Llevaba poco tiempo viajando en metro y por eso desconocía la magia de los túneles y, sin saberlo, estaba por escribir una de las historias que sólo se pueden escribir en los vagones anaranjados, en que diariamente se comenzaban historias inconclusas en la imaginación de cada pasajero.

Subió en Auditorio; cansada, los tacones le habían recordado que los zapatos lisos eran una mejor opción. La falda no se veía tan corta como al sentarse en uno de los asientos que la subían a varios centímetros de la rodilla.

Desde ahora, tendría que adaptarse a la nueva forma de viajar.

Ella no solía viajar en metro, pero las cosas, a veces, cambian.

Atenta a cada parada, con el franco deseo de que lo más pronto posible el camarón anaranjado le indicara el momento de bajarse, Beatriz no desviaba la mirada del cristal.

Sabía que la miraban, varios ojos se interesaban en su falda, en su cabello perfumado e impecable, pero ella, envuelta en gotas de perfume, prefería no pensar en ello y alternaba, con el reloj, el diálogo de quienes reducen su viaje al deseo de terminarlo.

En Tacuba, entre la multitud que baja y la que lucha por subir, un rostro familiar tomó el asiento frente al de Beatriz: Unos ojos enormes, marrón, con cejas imponentes y la frente apenas mojada por el sudor.

Beatriz incrédula clavó su mirada en el rostro de aquel hombre que no miraba otra cosa que sus rodillas.

Si los latidos de su corazón, que aumentaban a cada segundo, no estaban equivocados, se trataba de aquel que, en la secundaria, la había tomado de la mano por primera vez en medio del patio, para decirle que ella era la niña más bonita de toda la escuela…

Mientras luchaba por encontrarse de frente con esos ojos oscuros, recordaba en su memoria todas las cartas que él le había escrito, los dibujos y las flores que, en la graduación, aparecieron afuera de su casa.

De pronto, él levantó la mirada y Beatriz notó que sus ojos no se habían desviado a la velocidad necesaria.

Quería verlo el poco tiempo que les quedará en ese reencuentro.
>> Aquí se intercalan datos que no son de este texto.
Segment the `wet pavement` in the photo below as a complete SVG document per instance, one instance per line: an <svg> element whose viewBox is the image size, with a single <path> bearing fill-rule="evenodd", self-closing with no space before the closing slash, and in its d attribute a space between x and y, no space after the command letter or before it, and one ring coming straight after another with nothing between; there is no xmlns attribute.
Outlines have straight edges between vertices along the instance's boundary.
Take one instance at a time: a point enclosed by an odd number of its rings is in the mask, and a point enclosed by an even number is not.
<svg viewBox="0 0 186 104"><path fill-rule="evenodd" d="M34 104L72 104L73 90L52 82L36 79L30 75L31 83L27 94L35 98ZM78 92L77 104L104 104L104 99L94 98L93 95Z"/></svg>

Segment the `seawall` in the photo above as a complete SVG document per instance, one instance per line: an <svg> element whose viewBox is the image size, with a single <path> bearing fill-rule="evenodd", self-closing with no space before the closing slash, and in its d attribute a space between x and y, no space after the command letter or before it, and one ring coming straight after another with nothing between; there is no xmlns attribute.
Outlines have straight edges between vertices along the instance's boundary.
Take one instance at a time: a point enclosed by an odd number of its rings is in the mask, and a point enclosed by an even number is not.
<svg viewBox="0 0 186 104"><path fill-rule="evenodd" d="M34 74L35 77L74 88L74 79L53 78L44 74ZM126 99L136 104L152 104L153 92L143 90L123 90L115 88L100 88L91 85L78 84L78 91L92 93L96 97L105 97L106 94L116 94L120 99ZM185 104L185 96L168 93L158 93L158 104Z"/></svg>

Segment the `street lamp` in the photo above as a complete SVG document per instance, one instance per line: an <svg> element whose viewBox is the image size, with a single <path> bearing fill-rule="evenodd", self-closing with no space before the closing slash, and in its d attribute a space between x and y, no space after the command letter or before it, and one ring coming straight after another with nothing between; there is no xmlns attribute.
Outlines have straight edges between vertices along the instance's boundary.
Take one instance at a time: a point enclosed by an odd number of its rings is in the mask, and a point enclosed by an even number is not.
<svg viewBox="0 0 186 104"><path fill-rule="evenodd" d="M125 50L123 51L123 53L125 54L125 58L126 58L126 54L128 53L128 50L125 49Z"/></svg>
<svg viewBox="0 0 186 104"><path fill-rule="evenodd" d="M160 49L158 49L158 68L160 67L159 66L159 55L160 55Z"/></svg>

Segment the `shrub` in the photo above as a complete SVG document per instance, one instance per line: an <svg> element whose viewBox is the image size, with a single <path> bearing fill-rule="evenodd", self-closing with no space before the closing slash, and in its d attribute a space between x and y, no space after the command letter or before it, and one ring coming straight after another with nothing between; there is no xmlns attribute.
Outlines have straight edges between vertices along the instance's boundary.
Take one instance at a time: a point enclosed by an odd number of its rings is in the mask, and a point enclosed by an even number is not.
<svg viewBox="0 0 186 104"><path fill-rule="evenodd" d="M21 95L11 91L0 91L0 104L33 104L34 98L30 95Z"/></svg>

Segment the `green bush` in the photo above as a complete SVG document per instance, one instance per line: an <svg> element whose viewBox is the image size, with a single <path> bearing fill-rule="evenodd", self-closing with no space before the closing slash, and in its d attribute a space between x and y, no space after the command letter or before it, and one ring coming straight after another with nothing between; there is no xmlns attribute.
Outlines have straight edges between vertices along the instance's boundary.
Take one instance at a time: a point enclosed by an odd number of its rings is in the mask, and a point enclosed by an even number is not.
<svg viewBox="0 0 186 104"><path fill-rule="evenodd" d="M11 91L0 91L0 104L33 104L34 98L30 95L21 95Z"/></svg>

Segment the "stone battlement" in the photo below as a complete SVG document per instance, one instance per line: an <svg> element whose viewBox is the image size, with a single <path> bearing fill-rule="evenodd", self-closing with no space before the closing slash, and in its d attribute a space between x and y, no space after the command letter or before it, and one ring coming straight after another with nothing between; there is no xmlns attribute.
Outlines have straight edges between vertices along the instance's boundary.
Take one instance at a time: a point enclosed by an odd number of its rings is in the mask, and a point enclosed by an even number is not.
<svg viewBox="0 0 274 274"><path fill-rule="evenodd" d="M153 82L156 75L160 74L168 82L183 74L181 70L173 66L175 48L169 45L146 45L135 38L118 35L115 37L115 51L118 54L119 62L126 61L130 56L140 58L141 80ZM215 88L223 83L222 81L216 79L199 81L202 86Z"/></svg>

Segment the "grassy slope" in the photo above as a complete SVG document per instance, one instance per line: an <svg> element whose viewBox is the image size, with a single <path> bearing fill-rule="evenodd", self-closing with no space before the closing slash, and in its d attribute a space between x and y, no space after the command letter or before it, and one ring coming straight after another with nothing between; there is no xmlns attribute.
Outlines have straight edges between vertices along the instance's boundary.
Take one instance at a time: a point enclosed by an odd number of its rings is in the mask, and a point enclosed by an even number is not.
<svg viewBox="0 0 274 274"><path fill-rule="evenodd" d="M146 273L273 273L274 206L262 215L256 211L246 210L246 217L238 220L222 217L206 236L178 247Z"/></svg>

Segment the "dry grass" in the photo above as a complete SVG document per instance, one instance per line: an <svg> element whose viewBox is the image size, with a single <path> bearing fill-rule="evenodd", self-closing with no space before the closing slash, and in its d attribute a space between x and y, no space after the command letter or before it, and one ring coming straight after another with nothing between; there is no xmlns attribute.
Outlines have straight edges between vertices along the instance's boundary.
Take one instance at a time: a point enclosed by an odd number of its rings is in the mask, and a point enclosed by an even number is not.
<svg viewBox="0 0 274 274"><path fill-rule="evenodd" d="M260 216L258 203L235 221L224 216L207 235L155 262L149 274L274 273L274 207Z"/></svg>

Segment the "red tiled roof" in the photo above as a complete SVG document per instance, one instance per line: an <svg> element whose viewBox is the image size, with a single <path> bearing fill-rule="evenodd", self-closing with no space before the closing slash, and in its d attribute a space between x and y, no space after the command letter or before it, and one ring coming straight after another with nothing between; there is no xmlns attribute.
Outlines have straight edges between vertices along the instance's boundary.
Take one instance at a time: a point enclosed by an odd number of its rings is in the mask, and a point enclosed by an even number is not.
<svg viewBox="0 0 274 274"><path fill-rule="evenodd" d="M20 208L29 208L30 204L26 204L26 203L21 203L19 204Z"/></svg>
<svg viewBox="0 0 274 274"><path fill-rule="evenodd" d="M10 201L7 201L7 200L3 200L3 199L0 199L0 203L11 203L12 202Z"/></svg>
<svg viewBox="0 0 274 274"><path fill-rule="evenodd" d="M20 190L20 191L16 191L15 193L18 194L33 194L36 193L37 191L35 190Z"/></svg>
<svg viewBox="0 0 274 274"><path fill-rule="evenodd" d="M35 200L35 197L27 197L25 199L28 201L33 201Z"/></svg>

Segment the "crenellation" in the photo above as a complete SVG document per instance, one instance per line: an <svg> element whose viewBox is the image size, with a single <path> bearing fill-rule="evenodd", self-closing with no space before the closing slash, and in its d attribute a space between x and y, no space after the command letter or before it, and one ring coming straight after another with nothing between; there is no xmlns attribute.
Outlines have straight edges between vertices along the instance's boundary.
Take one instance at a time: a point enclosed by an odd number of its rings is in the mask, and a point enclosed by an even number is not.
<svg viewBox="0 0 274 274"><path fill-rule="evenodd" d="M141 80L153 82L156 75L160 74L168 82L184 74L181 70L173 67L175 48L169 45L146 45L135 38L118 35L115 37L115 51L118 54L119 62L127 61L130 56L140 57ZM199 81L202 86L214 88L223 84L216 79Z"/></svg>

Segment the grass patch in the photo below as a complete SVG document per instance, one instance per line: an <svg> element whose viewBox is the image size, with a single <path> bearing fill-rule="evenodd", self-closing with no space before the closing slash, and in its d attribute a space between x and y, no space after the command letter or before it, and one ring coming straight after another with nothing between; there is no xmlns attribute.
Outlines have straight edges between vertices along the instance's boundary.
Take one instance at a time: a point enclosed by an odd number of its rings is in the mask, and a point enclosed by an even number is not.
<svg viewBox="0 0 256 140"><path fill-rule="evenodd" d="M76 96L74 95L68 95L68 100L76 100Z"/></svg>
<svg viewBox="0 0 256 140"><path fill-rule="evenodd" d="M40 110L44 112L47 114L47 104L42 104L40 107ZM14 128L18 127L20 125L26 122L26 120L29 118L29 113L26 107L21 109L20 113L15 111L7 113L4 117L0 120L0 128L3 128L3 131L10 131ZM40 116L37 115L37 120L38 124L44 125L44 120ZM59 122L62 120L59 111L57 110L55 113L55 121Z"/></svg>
Ella nunca pensó que el metro le enseñaría nuevas formas de mirar, pero de pronto el cristal ya era su cómplice cuando, en los túneles, la oscuridad se volvía un espejo que le mostraba a aquel recuerdo sentado frente a ella mirando a todas partes excepto a la falda de Beatriz. ¿Por qué si todos la miraban a ella, él, aquel niño que la quiso siempre, no lo hacía?

Tenía que ser él, aunque según recordaba, él no solía viajar en metro, pero ella tampoco lo hacía y al parecer, las cosas pueden cambiar.

El tren se detuvo por más de diez minutos en el túnel antes de llegar a la estación Refinería; pero el tiempo no fue suficiente para que Beatriz recordara su nombre, pero ahora estaba segura de algo, él tampoco se acordaba de ella.

¿Cómo podría haberla olvidado? ¿Tanto habían cambiado sus ojos? ¿No bastaba haber conservado siempre el mismo color de cabello? ¿Sería que no reconocía el olor de su perfume que no era el mismo de la secundaria?

Beatriz sintió correr una lágrima por su mejilla. Siempre se quejaba del calor, de la multitud del ruido del metro, pero jamás pensó que tendría que quejarse también de los recuerdos.

El metro retomó su marcha, como si la oportunidad de este reencuentro hubiera sido desperdiciada. Beatriz bajó la mirada, sólo esperaba dos estaciones más para bajar a llorar con las tonterías de su pasado y olvidar, por segunda vez, en alguna junta de oficina, a ese niño al que quiso por más de cuatro años.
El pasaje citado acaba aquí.